The rise of mobile malware
Mobile malware finally came of age in March when Google removed 50 free apps from its marketplace after they were discovered to be carrying malicious code. An estimated 20,000 to 500,000 users could have downloaded the infected apps, most of which were pirated versions of legitimate Android apps and contained a piece of malware called DroidDream.
DroidDream wasn't the first piece of mobile malware, but it was the first serious infection. The creators of the Zeus Trojan have also begun targeting mobiles, with Zitmo (Zeus in the mobile) able to intercept SMS messages from banks to BlackBerrys. KPMG's Dimitri Yates argues that until recently, there has been little incentive for criminals to target handsets. “They didn't contain much data, they weren't very powerful and there were such a variety of platforms, so it was hard to target them,” he says. Consolidation in the industry, as well as more powerful handsets, however, might cause criminals to reconsider.

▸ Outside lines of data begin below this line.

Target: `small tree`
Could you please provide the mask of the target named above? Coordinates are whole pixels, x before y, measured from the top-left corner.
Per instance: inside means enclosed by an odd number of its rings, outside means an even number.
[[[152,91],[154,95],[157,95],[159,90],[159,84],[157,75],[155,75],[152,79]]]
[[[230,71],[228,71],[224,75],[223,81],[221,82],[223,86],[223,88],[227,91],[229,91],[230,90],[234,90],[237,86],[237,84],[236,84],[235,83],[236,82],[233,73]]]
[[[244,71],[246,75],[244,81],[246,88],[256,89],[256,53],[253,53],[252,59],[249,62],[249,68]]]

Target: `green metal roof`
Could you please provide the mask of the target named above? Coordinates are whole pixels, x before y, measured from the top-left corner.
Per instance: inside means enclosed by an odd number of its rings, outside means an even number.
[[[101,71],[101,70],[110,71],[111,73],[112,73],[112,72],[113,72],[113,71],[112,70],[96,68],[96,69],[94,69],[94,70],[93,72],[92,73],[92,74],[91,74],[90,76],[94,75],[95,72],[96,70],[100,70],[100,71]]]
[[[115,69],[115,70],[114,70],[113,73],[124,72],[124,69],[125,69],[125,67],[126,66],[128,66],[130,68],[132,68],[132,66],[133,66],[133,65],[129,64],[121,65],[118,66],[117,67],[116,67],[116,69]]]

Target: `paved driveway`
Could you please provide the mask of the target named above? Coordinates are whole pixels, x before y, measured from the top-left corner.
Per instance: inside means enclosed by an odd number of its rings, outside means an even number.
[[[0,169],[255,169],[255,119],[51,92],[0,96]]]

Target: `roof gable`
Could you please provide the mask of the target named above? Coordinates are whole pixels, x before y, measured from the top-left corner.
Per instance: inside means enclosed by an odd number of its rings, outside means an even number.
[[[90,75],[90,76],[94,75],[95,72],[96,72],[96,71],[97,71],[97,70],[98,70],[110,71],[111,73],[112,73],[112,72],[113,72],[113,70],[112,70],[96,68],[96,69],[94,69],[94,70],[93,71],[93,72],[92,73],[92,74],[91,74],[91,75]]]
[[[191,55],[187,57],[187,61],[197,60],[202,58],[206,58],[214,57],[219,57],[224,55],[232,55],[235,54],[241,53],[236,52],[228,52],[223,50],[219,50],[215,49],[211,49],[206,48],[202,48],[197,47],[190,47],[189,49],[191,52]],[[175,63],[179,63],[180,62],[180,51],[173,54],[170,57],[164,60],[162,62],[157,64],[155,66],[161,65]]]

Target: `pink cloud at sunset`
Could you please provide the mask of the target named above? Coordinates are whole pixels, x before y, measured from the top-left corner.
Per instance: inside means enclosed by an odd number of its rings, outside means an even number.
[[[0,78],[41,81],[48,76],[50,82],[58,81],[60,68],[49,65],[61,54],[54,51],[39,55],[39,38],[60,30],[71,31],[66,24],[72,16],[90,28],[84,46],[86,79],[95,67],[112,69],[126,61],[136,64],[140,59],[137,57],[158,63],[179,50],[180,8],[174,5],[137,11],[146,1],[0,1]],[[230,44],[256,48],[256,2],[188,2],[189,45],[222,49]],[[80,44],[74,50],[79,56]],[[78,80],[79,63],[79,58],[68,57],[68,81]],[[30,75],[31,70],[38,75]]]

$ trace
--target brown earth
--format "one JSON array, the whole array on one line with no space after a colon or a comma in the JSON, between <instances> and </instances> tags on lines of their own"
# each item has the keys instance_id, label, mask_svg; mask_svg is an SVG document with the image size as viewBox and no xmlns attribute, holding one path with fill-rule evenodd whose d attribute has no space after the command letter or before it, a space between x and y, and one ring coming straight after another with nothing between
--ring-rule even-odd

Malware is likely to be a different beast on mobile because, unlike with viruses, it is in the interest of criminals to stay unnoticed. Malware apps that send text and phone messages to premium-rate numbers at 2am every Thursday can raise a lot more in the long term than a Trojan that makes its presence known instantly. Corporate-issued handsets may be a bigger problem than consumer devices, since employees rarely get to see their bills and spot texts and calls they didn't make.
Until the Google outbreak, mobile malware was largely nothing more than ‘proofs of concepts', particularly on the iPhone – Apple's insistence that all apps have to be downloaded from its App Store, as well as built-in security measures, mean that outside of ‘jailbroken' iPhones (whose owners have circumvented their security measures), malware has been non-existent.
“There has been mobile malware for almost as long as it's been talked about, and some of the fairly recent attacks have had botnet capabilities. However, the difference is that individual threats tend not to have the same impact of a fast-spreading worm or PC virus,” says David Harley, senior research fellow at anti-virus software provider ESET. “It seems that attacks such as phishing and smishing on smartphones are more widespread and more consistently successful, and they attract the most attention from cyber criminals,” he adds. “Smartphone operating systems that implement tight controls such as application whitelisting and restricting the user's ability to compromise his own device are far less vulnerable to direct malware attacks.”